Efficacy and safety evaluation of tocilizumab in adult systemic sclerosis

Systemic sclerosis is a rare disabling autoimmune disease with few treatment options. Recently, Khanna D of the University of Michigan in the United States conducted a phase II randomized double-blind placebo-controlled trial (faSScinate) to evaluate tocilizumab (IL-6 receptor alpha inhibitor) in patients with systemic sclerosis (SSc) In the efficacy and safety.

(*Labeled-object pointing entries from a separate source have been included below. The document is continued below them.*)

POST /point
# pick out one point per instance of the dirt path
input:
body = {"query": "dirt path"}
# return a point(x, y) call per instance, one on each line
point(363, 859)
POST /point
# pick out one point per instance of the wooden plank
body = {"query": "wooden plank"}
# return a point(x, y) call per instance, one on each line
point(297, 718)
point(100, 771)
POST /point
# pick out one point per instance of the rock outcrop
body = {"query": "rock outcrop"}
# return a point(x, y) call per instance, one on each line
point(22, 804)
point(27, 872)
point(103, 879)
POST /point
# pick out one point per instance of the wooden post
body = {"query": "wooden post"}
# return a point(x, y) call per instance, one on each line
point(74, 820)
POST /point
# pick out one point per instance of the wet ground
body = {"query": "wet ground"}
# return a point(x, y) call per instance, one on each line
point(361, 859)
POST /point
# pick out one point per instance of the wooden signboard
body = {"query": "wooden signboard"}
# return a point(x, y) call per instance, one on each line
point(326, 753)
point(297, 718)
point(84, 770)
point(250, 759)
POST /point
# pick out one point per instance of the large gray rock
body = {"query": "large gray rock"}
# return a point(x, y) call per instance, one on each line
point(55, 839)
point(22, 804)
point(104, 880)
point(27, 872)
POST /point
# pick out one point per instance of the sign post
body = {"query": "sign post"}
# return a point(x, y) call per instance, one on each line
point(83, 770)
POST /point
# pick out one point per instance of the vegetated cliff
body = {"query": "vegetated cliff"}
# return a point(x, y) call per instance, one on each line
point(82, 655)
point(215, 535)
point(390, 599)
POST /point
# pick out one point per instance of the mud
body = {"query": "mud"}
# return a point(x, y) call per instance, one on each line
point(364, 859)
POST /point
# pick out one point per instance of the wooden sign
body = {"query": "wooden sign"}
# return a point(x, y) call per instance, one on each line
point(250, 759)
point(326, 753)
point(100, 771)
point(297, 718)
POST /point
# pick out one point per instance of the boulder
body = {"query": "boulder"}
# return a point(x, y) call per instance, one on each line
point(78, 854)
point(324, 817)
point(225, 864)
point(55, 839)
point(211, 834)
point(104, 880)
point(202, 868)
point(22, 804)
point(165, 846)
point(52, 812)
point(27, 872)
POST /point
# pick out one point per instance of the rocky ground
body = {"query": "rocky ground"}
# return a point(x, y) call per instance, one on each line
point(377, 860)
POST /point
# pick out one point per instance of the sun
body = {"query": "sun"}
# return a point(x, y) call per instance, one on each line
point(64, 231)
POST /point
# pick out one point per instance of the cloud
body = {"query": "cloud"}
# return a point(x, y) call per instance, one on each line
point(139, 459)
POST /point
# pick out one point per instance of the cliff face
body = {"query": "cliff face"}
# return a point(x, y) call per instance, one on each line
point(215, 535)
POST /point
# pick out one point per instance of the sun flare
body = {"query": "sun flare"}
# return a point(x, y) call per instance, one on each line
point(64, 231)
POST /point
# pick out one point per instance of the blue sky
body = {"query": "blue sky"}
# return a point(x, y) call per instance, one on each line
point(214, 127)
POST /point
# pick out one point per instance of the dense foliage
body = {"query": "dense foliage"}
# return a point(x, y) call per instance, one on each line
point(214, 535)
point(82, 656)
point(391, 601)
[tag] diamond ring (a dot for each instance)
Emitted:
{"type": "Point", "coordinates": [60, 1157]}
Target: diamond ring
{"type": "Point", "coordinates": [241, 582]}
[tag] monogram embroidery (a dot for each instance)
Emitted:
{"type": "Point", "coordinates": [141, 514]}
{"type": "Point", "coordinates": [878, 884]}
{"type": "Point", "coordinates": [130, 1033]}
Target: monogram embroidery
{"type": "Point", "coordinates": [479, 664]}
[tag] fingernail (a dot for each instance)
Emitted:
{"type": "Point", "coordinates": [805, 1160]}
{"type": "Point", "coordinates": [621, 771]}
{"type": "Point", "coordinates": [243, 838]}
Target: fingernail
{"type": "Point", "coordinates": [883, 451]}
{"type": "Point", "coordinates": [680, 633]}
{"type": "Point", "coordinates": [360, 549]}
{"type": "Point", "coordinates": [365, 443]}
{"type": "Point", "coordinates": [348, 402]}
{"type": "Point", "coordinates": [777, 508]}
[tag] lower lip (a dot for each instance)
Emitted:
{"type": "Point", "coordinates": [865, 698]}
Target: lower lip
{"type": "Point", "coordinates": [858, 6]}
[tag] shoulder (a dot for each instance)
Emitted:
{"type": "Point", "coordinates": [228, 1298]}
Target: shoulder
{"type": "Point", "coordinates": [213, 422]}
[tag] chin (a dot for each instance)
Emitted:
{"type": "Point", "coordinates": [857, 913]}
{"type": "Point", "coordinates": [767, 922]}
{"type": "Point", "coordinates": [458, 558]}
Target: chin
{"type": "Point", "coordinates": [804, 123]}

Researchers conducted a double-blind, placebo, controlled study in 35 hospitals in Canada, France, Germany, the United Kingdom and the United States, recruiting from the first signs or symptoms of non-Raynaud phenomenon to progressive systemic behavior within 5 years Adult patients with sclerosis. Patients were randomly assigned (1:1) to receive weekly subcutaneous injections of tocilizumab 162 mg or placebo. The primary endpoint was the difference in the mean change of the modified Rodnan skin score from baseline at 24 weeks.

The results showed that 87 patients were included in the study: 43 patients were treated with tocilizumab, and 44 patients were treated with placebo. At 24 weeks, the least squares mean change of the modified Rodnan skin score in the tocilizumab group was -3.92, and that of the placebo group was -1.22 (difference -2.70, 95% CI -5.85～0.45; P=0.0915). At 48 weeks, the least squares mean change of patients in the tocilizumab group was -6.33, and that of the placebo group was -2.77 (treatment difference -3.55, 95% CI -7.23～0.12; P=0.0579). Exploratory analysis showed that at 48 weeks, fewer patients in the tocilizumab group had a decreased percentage of forced vital capacity than the placebo group (P=0.0373). However, the researchers did not observe significant differences between the two groups in terms of the severity of disability, fatigue, itching, and overall clinical disease. Adverse events occurred in 42 patients (98%) in the tocilizumab group and 40 patients (91%) in the placebo group. Serious adverse events occurred in 14 patients (33%) and 15 patients (34%), respectively. Serious infections in the tocilizumab group (7 cases, 16%) were more common than the placebo group (2 cases, 5%). The death of one patient was related to tocilizumab treatment.

The study showed that tocilizumab did not significantly reduce skin thickening. However, the difference in modified Rodnan skin scores in the tocilizumab group was greater than that in the placebo group, and the researchers found some evidence of reduced forced vital capacity. Before reaching a clear conclusion on the risks and benefits of tocilizumab, its efficacy and safety should also be observed in phase III clinical trials.